The Seoul event put Anthropic in an awkward position: celebrating a market expansion in the country whose carrier reportedly precipitated the shutdown. Ciauri's restoration pledge is the clearest signal yet that Anthropic expects a resolution before the situation calcifies into a longer regulatory standoff, but the company offered no mechanism or timeline beyond "coming days."

For Claude users globally, the ban is now in its seventh day with no Commerce Department confirmation of a path forward. Anthropic's own statement said the government's action did not adhere to the principles of transparency, technical grounding, and statutory process the company believes should govern such directives. The company said it was complying with the order while disagreeing with it.

The episode is a test of how the U.S. export control framework applies to commercial AI models. If a narrow, non-universal jailbreak is sufficient grounds to pull a model already deployed to hundreds of millions of people, that standard would affect every frontier AI provider. Anthropic said as much explicitly in its June 12 statement.

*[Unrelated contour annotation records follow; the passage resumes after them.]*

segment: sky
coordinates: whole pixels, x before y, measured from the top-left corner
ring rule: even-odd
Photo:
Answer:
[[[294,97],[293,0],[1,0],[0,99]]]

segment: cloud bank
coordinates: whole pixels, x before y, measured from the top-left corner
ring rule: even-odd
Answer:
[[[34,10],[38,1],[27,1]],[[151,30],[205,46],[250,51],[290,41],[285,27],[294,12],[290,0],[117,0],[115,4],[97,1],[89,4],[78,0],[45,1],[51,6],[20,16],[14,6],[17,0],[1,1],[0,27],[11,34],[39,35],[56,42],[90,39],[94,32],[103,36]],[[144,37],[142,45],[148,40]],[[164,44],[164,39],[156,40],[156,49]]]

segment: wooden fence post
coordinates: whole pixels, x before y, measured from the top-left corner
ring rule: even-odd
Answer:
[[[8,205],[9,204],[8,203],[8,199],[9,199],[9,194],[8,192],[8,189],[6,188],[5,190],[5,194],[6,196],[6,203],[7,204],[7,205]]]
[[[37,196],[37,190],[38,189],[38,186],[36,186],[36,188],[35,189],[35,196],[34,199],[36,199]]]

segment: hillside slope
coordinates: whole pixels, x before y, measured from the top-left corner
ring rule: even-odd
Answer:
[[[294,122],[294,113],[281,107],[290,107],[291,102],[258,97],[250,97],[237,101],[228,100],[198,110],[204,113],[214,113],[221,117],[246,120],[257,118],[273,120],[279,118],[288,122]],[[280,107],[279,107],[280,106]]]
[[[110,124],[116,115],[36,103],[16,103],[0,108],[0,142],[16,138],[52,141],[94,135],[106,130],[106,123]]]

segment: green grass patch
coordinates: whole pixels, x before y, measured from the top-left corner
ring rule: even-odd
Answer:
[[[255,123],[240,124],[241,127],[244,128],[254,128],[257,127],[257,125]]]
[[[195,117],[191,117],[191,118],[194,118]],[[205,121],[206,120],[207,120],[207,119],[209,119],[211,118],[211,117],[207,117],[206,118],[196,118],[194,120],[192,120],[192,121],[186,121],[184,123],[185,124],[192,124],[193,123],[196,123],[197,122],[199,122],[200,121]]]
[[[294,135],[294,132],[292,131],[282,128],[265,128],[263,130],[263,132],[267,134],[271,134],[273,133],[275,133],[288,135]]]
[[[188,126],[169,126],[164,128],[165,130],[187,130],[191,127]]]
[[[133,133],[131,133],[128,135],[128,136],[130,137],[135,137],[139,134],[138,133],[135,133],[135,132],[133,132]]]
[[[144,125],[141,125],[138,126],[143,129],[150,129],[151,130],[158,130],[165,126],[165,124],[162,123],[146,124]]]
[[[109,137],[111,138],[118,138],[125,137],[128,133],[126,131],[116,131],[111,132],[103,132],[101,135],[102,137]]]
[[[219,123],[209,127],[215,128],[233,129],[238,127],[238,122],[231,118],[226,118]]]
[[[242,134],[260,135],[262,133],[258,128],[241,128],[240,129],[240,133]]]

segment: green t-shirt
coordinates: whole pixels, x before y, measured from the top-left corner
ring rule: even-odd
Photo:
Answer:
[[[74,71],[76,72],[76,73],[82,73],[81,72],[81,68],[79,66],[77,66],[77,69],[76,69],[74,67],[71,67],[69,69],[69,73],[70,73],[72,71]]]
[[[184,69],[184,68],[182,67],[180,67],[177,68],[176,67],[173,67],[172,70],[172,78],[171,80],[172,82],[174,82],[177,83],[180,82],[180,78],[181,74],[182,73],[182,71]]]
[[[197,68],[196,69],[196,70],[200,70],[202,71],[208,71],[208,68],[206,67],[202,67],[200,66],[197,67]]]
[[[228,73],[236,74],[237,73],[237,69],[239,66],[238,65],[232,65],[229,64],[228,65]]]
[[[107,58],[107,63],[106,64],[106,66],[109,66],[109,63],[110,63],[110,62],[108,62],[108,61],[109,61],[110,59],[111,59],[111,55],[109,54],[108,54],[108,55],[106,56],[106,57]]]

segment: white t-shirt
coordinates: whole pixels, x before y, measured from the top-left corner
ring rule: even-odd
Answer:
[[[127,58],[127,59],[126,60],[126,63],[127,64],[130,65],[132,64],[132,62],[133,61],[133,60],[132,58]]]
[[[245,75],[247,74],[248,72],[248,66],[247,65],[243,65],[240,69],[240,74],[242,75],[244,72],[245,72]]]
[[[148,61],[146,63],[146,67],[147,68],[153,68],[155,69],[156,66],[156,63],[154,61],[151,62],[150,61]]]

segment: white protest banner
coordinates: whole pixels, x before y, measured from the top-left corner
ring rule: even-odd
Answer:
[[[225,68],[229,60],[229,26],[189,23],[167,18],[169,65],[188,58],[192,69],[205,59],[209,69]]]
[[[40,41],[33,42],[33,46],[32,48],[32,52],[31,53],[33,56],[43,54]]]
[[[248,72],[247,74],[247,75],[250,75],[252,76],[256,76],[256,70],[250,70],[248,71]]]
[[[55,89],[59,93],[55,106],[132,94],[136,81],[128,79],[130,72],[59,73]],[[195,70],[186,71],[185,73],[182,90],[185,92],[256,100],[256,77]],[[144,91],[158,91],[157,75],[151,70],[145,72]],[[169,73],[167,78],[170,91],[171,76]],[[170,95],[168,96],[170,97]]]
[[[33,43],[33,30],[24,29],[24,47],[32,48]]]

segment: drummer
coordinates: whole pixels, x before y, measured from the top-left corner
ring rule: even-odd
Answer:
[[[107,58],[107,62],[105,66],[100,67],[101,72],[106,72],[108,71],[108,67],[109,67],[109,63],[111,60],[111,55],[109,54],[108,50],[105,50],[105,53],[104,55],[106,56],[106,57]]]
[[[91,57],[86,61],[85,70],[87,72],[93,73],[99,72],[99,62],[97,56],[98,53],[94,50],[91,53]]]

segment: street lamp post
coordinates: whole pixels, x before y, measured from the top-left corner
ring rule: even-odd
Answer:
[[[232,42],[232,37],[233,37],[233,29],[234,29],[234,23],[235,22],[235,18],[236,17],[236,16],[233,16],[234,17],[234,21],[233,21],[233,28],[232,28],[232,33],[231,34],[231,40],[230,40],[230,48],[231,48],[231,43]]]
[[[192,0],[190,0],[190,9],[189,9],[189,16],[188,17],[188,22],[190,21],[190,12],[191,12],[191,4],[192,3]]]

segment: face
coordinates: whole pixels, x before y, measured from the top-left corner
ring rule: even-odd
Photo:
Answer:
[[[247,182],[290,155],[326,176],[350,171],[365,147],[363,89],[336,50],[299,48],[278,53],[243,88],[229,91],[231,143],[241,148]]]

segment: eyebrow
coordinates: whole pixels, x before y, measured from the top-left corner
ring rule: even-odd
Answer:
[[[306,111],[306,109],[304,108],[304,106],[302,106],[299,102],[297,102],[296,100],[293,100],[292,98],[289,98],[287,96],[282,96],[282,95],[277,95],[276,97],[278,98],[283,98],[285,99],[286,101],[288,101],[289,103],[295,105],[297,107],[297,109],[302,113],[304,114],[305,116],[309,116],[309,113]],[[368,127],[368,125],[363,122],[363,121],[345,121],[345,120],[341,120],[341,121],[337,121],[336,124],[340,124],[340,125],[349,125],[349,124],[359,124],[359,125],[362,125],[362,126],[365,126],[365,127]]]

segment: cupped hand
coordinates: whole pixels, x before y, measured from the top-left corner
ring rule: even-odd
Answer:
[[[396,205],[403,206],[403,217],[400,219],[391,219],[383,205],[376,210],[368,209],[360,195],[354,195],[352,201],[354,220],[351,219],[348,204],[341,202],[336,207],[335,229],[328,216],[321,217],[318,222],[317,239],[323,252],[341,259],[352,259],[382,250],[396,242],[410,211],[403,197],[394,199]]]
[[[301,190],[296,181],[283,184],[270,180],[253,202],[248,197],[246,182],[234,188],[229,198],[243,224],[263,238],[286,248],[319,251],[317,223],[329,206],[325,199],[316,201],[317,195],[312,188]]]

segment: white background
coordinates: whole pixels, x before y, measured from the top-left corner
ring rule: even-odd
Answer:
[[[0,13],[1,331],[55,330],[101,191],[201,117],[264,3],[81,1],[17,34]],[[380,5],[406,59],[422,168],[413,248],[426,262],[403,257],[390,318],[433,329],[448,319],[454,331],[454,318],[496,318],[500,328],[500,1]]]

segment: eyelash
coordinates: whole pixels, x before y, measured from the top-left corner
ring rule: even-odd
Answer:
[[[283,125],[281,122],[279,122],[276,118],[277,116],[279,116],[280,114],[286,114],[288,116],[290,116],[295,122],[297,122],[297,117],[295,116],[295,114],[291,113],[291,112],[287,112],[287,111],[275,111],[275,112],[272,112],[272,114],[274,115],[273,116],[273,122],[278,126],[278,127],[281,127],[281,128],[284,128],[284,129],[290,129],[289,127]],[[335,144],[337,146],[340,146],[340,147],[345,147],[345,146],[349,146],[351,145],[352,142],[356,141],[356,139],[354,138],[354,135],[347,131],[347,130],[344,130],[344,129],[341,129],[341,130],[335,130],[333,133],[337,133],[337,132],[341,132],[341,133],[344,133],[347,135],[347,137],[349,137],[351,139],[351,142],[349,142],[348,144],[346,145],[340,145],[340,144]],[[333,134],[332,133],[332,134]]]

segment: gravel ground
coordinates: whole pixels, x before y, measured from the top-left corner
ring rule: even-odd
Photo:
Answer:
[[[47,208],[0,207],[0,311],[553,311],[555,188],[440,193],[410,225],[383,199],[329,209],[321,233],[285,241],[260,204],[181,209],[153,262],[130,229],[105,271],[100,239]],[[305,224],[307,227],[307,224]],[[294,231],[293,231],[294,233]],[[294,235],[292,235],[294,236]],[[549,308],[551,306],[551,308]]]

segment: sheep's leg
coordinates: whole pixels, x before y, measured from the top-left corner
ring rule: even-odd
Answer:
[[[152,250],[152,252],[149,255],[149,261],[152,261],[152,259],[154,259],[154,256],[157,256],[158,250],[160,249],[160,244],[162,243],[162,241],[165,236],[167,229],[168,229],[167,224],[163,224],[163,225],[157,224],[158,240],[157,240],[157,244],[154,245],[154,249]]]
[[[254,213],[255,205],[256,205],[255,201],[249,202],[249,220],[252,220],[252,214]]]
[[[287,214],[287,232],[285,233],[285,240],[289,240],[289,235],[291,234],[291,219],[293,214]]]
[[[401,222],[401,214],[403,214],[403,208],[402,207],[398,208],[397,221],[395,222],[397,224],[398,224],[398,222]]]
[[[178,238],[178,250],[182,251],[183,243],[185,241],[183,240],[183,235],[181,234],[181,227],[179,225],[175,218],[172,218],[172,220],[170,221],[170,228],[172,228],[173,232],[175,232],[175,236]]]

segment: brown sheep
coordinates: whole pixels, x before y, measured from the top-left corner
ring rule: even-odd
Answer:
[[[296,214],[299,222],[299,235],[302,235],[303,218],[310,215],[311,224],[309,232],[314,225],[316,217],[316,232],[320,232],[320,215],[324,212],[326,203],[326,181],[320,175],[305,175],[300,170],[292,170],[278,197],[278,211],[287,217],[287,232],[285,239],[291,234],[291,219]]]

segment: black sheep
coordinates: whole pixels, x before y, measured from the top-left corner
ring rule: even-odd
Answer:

South Korea's response has been to deepen its institutional relationship with Anthropic rather than pull back. The MOU with the Ministry of Science and ICT covers AI safety evaluation in the Korean language, cybersecurity threat exchange, and coordination with the Korea AI Safety Institute, according to the Anthropic announcement.

What to watch next

The next concrete milestone is June 20. That date marks the refund window deadline for subscribers who joined or upgraded during the period June 9 to June 14, according to the brief. If Fable 5 and Mythos 5 are not restored by then, Anthropic will be managing a subscriber refund process alongside an unresolved regulatory dispute.

Beyond the deadline, a named-source confirmation from the Commerce Department or the White House confirming that the export control directive has been lifted or modified would be the first hard indicator that Ciauri's "coming days" pledge is on track. Any official statement from the Bureau of Industry and Security would carry the most weight.